Adjusting the p-value for adaptive sequential analysis (for chi square test)?

Question

I wish to know what statistical literature is relevant for the following problem, and maybe even an idea on how to solve it.

Imagine the following problem:

We have 4 possible treatments for some disease. In order to check which treatment is better, we perform a special trial. In the trial, we start by having no subjects, then, one by one, more subjects are entered into the trial. Each patient is randomly allocated to one of the 4 possible treatments. The end result of a treatment is either "healthy" or "still sick", and let us say we can know this result instantly. This means that at any given point, we can create a two by four contingency table, saying how many of our subjects fell into which treatment/end-result.

At any point we can check the contingency table (for example, using a chi square test), to see if there is a statistically different treatment between the 4 possible treatments. If one of them is better then all the rest - we stop the trial and choose it as the "winner". If some trial is shown to be worse then all the other three, we will drop him from the trial and stop giving it to future patients.

However, the problem here is how do I adjust the p-value for the fact that the test can be performed at any given point, that there is correlation between the tests, and also that the adaptive nature of the process manipulates the process (for example, if some treatment is found to be "bad")?

Wald came up with his sequential probability ratio test (SPRT) to create a stopping rule, the number of subjects that you need to have evidence against the null. See my explanation here: http://stats.stackexchange.com/a/16120/401 This only tests a single hypothesis, though. But, when you propose a chi-squared test, that is only a single hypothesis (all treatments are equally effective). It seems that you could adjust the "primary" p-value in my post for multiple testing and do several tests. I would have to think more about how to incorporate the changing of the set of treatments. — Charlie, Feb 01 '12 at 15:54
I just want to note that there is a variation called "Group Sequential Analysis" dealing with more than one parameter.The book _Clinical Statistics: Introducing Clinical Trials, Survival Analysis, and Longitudinal Data Analysis_ could help according to various sources, but I have never read it personally. — mlwida, Feb 02 '12 at 08:56
I cannot emphasize how interesting this question is. Solving it will also answer a lot of questions regarding ab-tests (same task, but the error costs are ridiculously lower) — mlwida, Feb 02 '12 at 08:59
The book *Group Sequential Methods with Applications to Clinical Trials* by Jennison and Turnbull covers many such sequential trial designs. I don’t remember if the four-treatment design is covered (but I guess this is just a logistic regression model with three dummy variables), but it’s a nice book, and very well worth reading if you’re interested in problems like this. (And @steffen, the A/B-test (i.e., simple binomial problem) *is* covered in the book.) — Karl Ove Hufthammer, Apr 17 '15 at 20:16

score 2 · Answer 1 · answered Jul 13 '15 at 20:57

This area of sequential clinical trials has been explored substantially in the literature.
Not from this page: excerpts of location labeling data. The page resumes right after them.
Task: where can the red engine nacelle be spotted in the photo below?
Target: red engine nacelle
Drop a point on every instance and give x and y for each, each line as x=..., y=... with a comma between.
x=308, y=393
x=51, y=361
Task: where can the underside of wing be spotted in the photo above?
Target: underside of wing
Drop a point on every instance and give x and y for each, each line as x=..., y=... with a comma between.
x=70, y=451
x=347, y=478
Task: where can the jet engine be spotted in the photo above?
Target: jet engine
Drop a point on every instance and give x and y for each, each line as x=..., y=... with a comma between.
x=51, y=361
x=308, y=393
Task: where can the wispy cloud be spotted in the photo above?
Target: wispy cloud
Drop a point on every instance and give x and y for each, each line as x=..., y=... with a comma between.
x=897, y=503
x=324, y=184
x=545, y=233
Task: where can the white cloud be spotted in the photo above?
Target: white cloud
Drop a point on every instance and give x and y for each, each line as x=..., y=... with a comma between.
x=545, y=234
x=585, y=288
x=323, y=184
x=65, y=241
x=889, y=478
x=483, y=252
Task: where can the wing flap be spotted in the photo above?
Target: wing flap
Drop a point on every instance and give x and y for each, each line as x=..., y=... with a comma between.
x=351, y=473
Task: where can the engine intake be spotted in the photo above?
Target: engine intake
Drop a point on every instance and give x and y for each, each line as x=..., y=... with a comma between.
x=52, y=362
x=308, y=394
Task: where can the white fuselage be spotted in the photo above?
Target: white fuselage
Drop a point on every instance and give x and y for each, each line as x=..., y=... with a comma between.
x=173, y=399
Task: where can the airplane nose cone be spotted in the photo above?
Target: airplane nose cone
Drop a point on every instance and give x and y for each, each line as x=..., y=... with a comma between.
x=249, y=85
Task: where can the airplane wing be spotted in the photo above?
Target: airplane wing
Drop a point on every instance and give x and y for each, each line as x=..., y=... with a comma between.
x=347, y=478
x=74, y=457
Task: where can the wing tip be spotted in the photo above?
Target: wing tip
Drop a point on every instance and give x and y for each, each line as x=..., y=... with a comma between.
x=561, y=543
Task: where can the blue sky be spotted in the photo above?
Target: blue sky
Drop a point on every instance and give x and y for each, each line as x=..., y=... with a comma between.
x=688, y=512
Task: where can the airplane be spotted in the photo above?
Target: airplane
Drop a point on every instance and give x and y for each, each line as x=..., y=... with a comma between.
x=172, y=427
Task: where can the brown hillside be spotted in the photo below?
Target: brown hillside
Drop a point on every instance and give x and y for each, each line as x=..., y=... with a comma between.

Some of the notable researchers are Scott Emerson, Tom Flemming, David DeMets, Stephen Senn, and Stuart Pocock among others.

It's possible to specify an "alpha-spending-rule". The term has its origins in the nature of frequentist (non-Fisherian) testing where, each action that increases the risk of a false positive finding should necessarily reduce power to keep the test of the correct size. However, the majority of such tests require that "stopping rules" are prespecified based on the information bounds of the study. (as a reminder, more information means greater power when the null is false).

It sounds like what you are interested is a continuous monitoring process in which each event-time warrants a "look" into the data. To the best of my knowledge, such a test has no power. It can be done with Bayesian analysis where the posterior is continuously updated as a function of time, and Bayes Factors are used to summarize evidence rather than $p$-values.

See

[1] www.rctdesign.org/

+1. I posted another answer where I use a simulation to compute the the type II error rate of the suggested procedure. This allows to choose a nominal alpha such that the test has correct size. I wonder what you think about it. — amoeba, Jul 14 '15 at 20:08

amoeba · Answer 2 · 2015-07-16T23:27:59.350

This sounds like a simulation is in order.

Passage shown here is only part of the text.